Integrative Multi-Omics and AI-Driven Biomarker Discovery for Early Diagnosis of Complex Diseases
Abstract
The advent of massive data-gathering technologies offers unprecedented opportunities for exploratory, hypothesis-generating research. Due to the complexity of biological systems, such data represent an incredibly intricate combination of biological, technical, biological-laboratory, data-integration, and analytical noise. Consequently, to glean conclusions that can genuinely advance knowledge, the first step is to apply validated data-agnostic and data-driven clustering- and dimensionality-reducing algorithms to reveal the key biological variables contributing most, and then study their interaction and interdependence.
This article presents a general multi-omics framework that integrates gene expression, methylation, expression protein mass spectrometry, and copy number alteration, along with clinical follow-up, patient information, key pathways, and gene-gene networks of involvement, and encompasses unsupervised algorithms operating to reveal features most informative of ovarian cancer (OC).

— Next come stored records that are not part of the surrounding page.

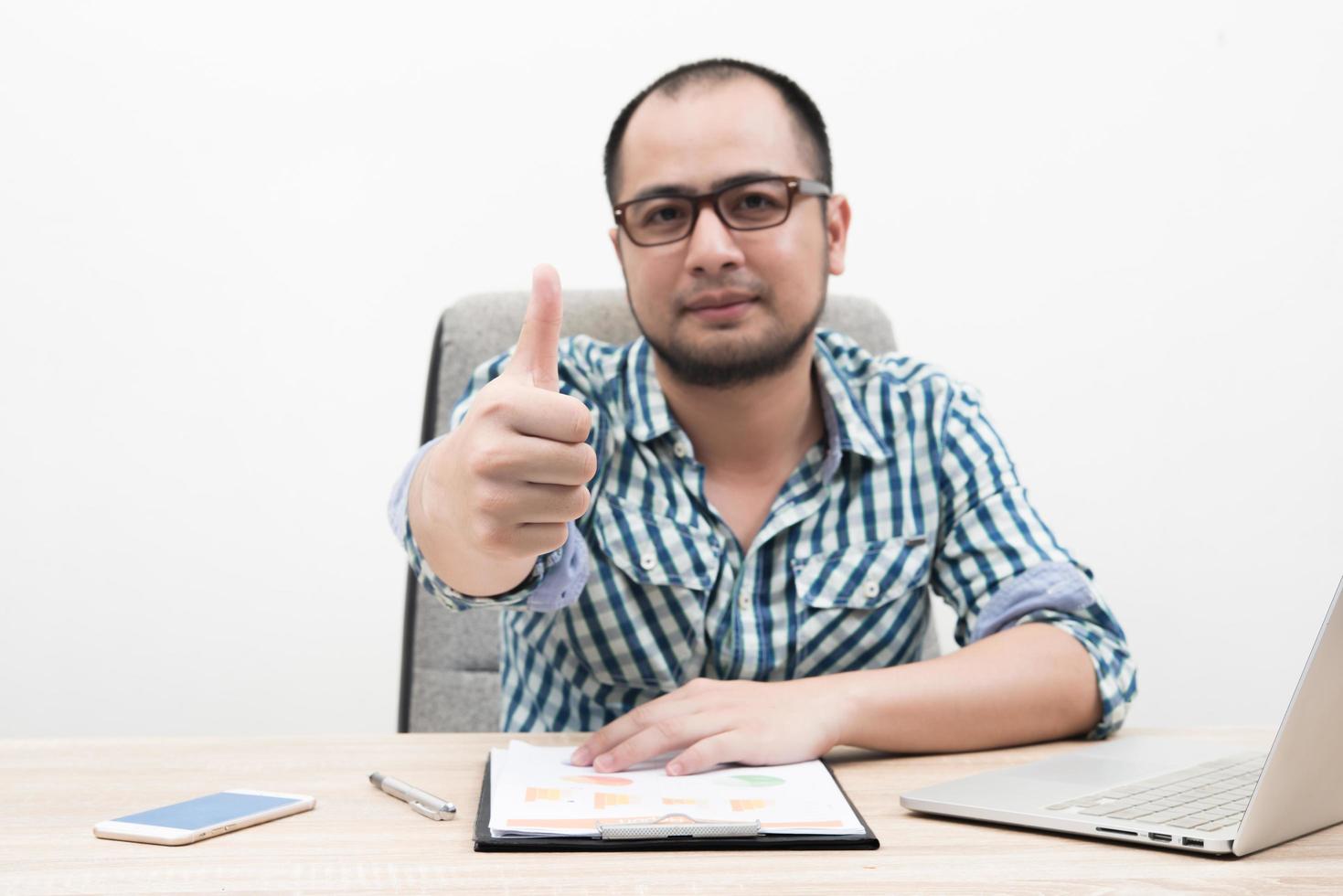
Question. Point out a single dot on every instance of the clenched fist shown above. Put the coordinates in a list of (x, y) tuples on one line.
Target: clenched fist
[(503, 486)]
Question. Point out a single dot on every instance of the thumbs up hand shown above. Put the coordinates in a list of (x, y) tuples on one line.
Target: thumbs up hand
[(503, 486)]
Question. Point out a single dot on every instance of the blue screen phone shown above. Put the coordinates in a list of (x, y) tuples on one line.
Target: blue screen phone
[(203, 817)]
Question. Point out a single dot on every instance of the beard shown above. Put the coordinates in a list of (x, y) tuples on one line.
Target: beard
[(736, 363)]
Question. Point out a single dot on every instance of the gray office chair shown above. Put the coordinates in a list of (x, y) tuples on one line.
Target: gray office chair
[(450, 677)]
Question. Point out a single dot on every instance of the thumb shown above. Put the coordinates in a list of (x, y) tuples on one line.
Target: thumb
[(538, 355)]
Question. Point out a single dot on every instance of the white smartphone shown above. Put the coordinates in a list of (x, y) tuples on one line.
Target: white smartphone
[(186, 822)]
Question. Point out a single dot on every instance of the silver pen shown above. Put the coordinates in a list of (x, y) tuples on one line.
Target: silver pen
[(422, 802)]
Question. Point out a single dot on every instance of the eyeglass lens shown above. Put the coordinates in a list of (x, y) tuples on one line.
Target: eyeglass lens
[(665, 219)]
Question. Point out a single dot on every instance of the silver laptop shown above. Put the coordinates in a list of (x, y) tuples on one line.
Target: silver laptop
[(1176, 793)]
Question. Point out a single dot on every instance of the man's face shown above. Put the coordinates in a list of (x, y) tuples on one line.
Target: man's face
[(775, 277)]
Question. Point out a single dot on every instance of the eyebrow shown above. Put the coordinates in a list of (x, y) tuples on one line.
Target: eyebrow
[(681, 189)]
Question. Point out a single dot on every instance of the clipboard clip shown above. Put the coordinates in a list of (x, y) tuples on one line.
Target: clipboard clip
[(664, 827)]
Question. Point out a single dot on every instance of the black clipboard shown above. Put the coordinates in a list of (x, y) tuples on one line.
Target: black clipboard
[(486, 842)]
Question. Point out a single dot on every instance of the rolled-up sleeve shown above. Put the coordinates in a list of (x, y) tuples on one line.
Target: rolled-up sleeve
[(999, 566)]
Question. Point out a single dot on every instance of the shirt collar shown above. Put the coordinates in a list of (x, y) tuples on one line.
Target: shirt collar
[(847, 425)]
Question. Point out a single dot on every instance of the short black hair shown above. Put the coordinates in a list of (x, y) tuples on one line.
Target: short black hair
[(719, 70)]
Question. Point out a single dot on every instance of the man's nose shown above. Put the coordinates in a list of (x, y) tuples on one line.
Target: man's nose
[(713, 246)]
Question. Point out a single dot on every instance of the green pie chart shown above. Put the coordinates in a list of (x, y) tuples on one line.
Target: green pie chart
[(751, 781)]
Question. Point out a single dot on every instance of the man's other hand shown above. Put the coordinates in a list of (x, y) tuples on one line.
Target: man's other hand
[(755, 723)]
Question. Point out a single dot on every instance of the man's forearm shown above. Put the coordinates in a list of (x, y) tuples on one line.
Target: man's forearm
[(1021, 686)]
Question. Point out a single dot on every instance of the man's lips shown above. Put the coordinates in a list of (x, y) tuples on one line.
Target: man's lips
[(719, 300)]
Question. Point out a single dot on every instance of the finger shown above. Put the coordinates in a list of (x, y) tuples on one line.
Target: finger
[(536, 503), (718, 749), (549, 415), (546, 461), (538, 354), (624, 727), (669, 733)]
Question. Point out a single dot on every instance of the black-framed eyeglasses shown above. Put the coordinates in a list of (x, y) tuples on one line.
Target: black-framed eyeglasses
[(752, 205)]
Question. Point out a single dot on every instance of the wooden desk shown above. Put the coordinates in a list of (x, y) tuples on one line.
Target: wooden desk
[(358, 840)]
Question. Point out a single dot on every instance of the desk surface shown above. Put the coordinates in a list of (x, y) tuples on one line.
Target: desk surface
[(358, 840)]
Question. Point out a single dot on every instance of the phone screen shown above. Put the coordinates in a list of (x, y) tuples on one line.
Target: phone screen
[(205, 812)]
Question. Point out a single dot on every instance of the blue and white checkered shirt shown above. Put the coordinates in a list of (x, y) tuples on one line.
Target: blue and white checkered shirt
[(911, 493)]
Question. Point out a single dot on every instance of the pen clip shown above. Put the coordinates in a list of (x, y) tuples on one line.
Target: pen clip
[(429, 813)]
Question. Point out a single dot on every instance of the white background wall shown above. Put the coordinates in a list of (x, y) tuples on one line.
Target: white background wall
[(226, 231)]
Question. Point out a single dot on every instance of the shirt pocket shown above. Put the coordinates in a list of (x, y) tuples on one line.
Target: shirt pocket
[(856, 600), (645, 617)]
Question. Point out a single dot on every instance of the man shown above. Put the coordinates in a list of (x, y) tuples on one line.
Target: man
[(718, 541)]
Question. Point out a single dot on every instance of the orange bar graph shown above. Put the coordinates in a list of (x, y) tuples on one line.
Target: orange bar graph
[(602, 801)]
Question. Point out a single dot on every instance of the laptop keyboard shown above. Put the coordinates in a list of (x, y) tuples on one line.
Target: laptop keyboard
[(1206, 797)]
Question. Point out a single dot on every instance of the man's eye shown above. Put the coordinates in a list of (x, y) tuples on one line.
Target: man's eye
[(756, 202), (662, 215)]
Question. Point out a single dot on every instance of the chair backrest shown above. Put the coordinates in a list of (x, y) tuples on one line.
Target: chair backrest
[(450, 660)]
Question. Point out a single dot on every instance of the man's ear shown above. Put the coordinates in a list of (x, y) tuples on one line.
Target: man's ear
[(837, 231)]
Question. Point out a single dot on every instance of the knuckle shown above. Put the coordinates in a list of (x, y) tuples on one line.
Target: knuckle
[(579, 422), (495, 536), (667, 729), (589, 455), (578, 503), (480, 461), (495, 501)]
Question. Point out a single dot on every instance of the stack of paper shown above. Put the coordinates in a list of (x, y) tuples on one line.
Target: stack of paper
[(535, 790)]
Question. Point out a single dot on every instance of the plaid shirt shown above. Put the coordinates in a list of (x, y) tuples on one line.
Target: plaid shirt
[(911, 493)]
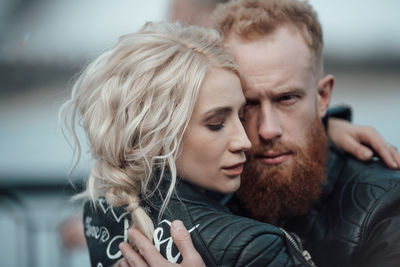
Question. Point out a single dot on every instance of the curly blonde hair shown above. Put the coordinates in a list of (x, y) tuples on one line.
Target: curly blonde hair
[(253, 18), (134, 103)]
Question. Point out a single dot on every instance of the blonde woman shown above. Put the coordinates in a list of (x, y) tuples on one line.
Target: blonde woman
[(162, 112)]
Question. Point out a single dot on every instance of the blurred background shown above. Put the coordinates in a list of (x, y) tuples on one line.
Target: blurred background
[(44, 43)]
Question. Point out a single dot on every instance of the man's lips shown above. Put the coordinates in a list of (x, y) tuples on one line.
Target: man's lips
[(234, 170), (273, 158)]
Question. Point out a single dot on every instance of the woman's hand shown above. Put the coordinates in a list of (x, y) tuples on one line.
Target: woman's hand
[(149, 256), (358, 140)]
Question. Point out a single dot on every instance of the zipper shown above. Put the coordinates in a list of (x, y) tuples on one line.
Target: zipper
[(299, 247)]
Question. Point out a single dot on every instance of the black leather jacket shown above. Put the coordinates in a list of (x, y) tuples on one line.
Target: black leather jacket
[(221, 238), (357, 220)]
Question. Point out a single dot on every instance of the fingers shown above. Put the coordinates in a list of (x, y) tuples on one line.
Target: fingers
[(184, 243), (147, 250), (131, 257)]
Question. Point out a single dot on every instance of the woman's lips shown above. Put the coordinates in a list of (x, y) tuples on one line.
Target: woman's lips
[(234, 170), (274, 158)]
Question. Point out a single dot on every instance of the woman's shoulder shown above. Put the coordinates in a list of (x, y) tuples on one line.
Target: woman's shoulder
[(105, 227), (224, 239)]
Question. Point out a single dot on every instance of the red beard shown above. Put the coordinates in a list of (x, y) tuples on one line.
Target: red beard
[(274, 193)]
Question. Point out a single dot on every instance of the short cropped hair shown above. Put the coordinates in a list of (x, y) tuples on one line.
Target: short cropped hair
[(135, 102), (253, 18)]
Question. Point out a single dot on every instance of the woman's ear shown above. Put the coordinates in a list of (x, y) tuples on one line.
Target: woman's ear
[(325, 87)]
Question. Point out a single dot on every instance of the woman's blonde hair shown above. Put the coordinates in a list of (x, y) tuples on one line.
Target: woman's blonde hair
[(134, 103)]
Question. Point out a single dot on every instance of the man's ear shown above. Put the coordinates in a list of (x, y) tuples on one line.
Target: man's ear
[(325, 87)]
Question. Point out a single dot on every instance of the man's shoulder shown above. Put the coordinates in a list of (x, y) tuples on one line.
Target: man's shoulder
[(365, 192)]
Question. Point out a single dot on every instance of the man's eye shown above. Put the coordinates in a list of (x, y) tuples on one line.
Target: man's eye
[(215, 127)]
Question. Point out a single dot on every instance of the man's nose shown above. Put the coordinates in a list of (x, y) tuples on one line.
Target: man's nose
[(269, 125)]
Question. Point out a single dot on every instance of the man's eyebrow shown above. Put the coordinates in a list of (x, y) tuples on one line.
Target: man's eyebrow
[(217, 111)]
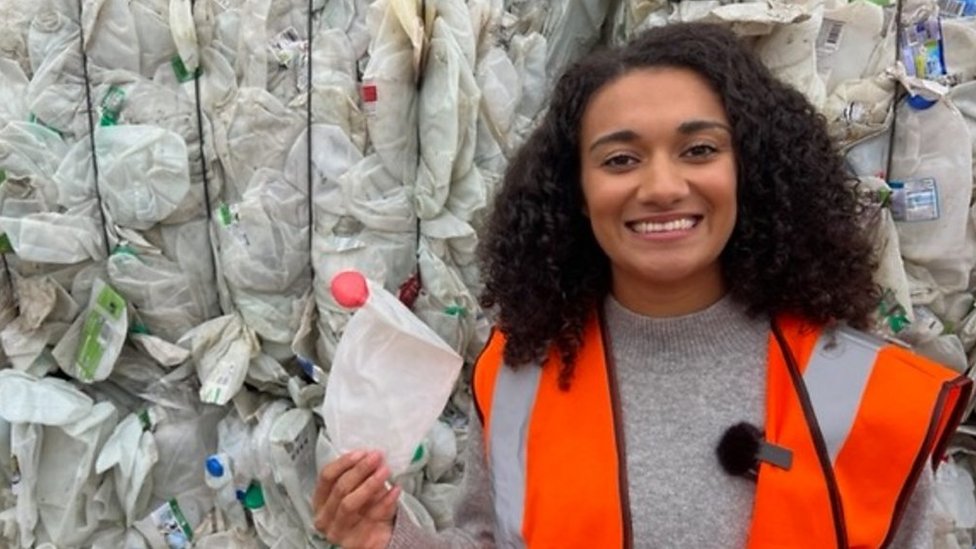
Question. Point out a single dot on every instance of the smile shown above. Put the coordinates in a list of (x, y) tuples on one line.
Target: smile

Such an integrated framework, which can incorporate other “omics” data as they become available, offers multiple opportunities, ranging from supervised and non-supervised feature generation of a multi-omics type to integration of different types. It opens up unexplored avenues for the extraction of any type of biological knowledge from any type of data, irrespective of its discipline, bioprocess involved, or its dimensionality be that empirical time-series data, Boolean data, or others.
The focus presented here is strictly on experimental biological data relevant to comprehension of a dynamic biological system and its discoveries of networkome, pathway redundancies, driver(s) under combinations/chains of events, or other outputs informative of such a dynamical biological system. Emphasis is put on data exploration methodology, priori requirements, types, and advantages of different T.sensor-linked experimental data, observables, and the phase space explored, and on how to prepare the data in a compatible way for ensuing analysis and hypotheses generation. Key aspects in terms of generality of application to biological knowledge discovery from any type of experimental data are also discussed.